Her Campus Logo Her Campus Logo
photo of corn field
photo of corn field
Aaron Burden/Unsplash

The Vegetarian, Vegan, and Gluten-Free Guide to Thanksgiving

This article is written by a student writer from the Her Campus at WM chapter.

With Thanksgiving right around the corner, abstaining from eating animal products, gluten, or both, can seem like an impossible task that takes a considerable amount of planning. However, making a few simple changes to be able to cater to those with dietary restrictions is not as difficult as it may seem. Here are a few alternated versions of traditional dishes and new dishes that anyone can include this Thanksgiving holiday!

Main dishes:

Tofurkey

Tofurkey is one of the easiest alternatives for the traditional turkey. It is made of soy, and is absolutely free of animal products. These products absorb other flavors well, so you can add whatever you would like to create the taste you want. It comes frozen, so all you have to do is pop it into the oven for half an hour! Some versions include only the roast, while others come stuffed with stuffing and even include desserts, both of which are vegan friendly. Some of the most well-recognized brands are “Tofurky Roast” from Turtle Island Foods, as well as Gardein’s “Savory Stuffed Turk’y.” For those who have soy allergies or who just simply do not prefer the texture or taste of tofurkey, there are other great, tasty options for main dishes.
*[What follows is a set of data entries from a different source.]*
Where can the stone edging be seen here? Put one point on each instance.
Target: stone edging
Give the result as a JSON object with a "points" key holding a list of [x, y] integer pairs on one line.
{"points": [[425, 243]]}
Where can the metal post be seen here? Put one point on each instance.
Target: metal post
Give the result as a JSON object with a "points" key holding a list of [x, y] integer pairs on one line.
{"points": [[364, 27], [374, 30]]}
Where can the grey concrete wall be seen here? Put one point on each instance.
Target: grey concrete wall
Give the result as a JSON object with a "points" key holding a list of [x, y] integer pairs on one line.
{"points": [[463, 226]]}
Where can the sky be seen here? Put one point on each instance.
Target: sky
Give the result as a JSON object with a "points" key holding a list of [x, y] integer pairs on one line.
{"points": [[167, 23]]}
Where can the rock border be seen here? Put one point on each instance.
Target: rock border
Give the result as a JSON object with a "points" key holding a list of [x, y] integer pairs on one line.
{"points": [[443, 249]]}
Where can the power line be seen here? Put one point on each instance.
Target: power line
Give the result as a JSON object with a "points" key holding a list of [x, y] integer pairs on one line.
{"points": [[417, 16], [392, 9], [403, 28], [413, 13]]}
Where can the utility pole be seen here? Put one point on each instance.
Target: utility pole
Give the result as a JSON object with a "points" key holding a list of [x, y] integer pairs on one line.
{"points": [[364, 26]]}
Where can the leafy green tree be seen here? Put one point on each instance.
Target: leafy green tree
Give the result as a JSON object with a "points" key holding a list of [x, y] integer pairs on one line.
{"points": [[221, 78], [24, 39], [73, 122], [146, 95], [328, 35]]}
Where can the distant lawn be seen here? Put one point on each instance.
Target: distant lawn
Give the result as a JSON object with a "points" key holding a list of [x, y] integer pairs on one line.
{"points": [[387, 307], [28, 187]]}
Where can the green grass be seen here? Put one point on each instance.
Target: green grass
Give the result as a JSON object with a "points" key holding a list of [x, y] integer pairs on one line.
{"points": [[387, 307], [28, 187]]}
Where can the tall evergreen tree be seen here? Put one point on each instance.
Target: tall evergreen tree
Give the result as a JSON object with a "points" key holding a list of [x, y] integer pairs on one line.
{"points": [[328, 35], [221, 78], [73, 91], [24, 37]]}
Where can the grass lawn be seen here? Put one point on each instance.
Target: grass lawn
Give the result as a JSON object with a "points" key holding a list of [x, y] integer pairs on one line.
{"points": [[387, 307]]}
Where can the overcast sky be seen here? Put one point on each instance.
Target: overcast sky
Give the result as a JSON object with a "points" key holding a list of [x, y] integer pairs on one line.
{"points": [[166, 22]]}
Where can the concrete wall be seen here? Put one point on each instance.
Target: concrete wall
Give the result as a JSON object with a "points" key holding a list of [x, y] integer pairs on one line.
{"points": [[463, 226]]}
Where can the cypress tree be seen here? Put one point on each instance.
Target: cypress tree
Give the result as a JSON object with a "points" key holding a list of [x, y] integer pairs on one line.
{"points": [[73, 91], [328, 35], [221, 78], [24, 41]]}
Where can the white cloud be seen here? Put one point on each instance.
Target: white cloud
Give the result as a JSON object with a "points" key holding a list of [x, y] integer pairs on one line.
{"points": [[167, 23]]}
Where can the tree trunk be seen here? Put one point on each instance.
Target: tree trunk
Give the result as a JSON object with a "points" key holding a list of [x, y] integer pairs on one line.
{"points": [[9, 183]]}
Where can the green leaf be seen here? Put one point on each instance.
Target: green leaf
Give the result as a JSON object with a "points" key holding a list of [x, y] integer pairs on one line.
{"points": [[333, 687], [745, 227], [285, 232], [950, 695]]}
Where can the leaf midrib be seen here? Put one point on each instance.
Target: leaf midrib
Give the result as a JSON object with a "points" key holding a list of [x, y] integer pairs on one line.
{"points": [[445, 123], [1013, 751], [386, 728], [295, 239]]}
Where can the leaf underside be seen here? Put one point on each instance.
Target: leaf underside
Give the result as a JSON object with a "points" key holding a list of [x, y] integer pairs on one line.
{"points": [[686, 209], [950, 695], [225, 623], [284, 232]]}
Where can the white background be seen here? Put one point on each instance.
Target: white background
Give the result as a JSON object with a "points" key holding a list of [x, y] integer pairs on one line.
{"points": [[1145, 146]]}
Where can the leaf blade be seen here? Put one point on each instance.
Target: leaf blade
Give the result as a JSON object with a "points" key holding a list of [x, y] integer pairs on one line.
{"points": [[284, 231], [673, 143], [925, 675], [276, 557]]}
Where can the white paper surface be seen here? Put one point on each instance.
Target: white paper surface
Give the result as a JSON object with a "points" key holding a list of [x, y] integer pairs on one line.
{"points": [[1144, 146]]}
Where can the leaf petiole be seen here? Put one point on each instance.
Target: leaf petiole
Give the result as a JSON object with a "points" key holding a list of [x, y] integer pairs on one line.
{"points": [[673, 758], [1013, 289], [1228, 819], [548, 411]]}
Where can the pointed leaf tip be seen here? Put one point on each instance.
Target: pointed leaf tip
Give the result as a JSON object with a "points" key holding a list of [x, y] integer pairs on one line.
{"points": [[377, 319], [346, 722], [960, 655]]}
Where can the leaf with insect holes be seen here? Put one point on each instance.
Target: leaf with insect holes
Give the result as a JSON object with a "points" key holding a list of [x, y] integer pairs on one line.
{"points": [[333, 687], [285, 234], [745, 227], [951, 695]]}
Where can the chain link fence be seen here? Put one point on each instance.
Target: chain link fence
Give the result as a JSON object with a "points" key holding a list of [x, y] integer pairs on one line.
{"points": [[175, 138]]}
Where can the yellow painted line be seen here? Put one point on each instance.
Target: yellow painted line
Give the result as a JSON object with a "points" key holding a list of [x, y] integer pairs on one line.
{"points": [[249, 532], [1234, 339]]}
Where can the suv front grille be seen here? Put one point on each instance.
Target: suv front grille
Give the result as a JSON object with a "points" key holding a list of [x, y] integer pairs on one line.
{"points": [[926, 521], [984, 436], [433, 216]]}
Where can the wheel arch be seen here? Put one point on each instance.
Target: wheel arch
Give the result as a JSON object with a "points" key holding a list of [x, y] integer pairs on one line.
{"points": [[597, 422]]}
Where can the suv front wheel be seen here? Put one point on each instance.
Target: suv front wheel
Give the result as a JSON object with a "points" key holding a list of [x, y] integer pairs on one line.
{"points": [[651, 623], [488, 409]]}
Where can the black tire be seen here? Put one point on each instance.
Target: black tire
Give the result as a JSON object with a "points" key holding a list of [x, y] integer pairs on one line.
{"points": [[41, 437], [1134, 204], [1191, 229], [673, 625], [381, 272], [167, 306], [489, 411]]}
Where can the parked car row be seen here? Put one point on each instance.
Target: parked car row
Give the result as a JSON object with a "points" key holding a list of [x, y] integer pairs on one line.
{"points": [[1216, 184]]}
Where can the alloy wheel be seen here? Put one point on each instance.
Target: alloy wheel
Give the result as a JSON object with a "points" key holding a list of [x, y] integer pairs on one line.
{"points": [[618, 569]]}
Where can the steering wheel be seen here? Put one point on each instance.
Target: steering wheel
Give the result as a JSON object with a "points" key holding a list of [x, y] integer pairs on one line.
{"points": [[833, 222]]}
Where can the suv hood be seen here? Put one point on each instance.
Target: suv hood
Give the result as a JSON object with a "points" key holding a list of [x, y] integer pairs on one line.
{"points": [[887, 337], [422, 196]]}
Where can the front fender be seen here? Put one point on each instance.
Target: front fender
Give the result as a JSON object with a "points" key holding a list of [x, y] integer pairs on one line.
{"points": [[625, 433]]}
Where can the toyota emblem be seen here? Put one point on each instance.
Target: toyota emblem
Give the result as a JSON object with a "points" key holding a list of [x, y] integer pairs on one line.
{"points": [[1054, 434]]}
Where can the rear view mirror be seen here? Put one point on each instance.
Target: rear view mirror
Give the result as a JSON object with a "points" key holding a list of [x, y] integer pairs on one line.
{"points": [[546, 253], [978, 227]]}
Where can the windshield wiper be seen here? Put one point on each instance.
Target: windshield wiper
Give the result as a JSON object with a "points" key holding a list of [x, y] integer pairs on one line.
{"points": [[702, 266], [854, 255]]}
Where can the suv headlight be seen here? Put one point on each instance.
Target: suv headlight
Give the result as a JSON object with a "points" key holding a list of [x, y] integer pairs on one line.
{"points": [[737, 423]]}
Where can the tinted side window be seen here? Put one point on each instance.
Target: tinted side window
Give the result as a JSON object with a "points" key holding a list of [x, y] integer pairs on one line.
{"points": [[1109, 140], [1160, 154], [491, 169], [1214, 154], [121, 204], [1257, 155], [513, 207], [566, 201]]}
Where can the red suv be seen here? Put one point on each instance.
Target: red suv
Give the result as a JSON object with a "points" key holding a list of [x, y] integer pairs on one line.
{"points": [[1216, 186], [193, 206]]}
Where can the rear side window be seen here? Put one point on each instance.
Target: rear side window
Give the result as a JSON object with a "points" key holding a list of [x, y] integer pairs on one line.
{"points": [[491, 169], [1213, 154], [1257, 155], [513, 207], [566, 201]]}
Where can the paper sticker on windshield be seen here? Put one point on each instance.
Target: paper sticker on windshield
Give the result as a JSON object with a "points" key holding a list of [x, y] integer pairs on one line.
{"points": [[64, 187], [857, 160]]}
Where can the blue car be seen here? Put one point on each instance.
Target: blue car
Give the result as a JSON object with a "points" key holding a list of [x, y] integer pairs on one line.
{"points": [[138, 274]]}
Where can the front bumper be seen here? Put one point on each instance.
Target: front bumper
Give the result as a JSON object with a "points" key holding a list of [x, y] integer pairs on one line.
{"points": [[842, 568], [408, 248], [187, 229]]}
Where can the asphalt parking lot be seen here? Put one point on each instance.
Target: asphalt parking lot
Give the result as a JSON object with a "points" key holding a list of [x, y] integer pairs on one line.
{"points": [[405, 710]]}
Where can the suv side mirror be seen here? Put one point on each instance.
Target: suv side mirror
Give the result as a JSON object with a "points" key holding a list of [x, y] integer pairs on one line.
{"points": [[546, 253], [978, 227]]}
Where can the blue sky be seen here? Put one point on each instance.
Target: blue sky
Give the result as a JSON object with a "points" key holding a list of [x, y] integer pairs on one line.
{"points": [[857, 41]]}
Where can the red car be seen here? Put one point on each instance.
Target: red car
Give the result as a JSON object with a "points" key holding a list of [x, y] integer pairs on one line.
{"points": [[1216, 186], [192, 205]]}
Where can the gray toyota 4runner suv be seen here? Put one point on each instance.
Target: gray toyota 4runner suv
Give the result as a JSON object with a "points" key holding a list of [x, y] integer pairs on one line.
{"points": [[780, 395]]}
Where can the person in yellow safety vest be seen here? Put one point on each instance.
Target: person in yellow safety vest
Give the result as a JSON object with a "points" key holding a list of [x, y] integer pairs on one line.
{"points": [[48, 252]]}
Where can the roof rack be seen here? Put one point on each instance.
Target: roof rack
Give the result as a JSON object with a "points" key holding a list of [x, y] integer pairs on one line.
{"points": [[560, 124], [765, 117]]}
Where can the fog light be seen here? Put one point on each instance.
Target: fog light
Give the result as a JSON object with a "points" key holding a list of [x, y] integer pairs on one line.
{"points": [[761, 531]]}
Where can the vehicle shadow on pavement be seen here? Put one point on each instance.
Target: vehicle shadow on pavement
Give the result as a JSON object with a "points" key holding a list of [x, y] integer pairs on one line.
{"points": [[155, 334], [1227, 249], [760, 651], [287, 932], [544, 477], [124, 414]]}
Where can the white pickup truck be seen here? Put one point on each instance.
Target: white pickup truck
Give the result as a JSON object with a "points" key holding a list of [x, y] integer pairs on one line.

Butternut Squash Baked Risotto

This risotto is both tasty and healthy, with the added bonus of Arborio rice, which is gluten-free. This is a great option for those who are aiming to eat well over the holidays and who want to make an easy dish. If you are vegan, you can skip the parmesan cheese and still enjoy this delicious risotto!

Ingredients:

2 tablespoons extra-virgin olive oil

2 shallots, diced small

2 garlic cloves, minced

1 teaspoon fresh thyme, leaves

1 1/2 cups Arborio rice

Coarse salt and ground pepper

1/2 cup dry white wine

1 medium butternut squash (2 pounds), peeled and diced medium (4 cups)

4 cups low-sodium vegetable broth

1 bunch black (Tuscan) or curly kale, tough stems removed, cut crosswise into 1/2-inch-thick strips

Grated Parmesan, for serving

Directions:

Preheat oven to 400 degrees. In a medium Dutch oven or heavy ovenproof pot with a tight-fitting lid, heat oil over medium-high. Add shallots and cook, stirring occasionally, until soft, about 3 minutes. Add garlic and thyme and cook until fragrant, about 1 minute. Add rice and cook, stirring frequently, until opaque, about 3 minutes; season with salt and pepper. Add wine and cook, stirring, until completely absorbed, about 2 minutes. Add squash and broth; bring mixture to a boil. Stir in kale. Cover, transfer to oven, and bake until rice is tender and most of liquid is absorbed, about 20 minutes. To serve, sprinkle with Parmesan.

Recipe from Martha Stewart

Sides:

Wild Rice & Mushroom Stuffing

This spin on traditional stuffing is gluten-free and vegan-friendly. It uses all fresh ingredients while still being just as flavorful as any other stuffing!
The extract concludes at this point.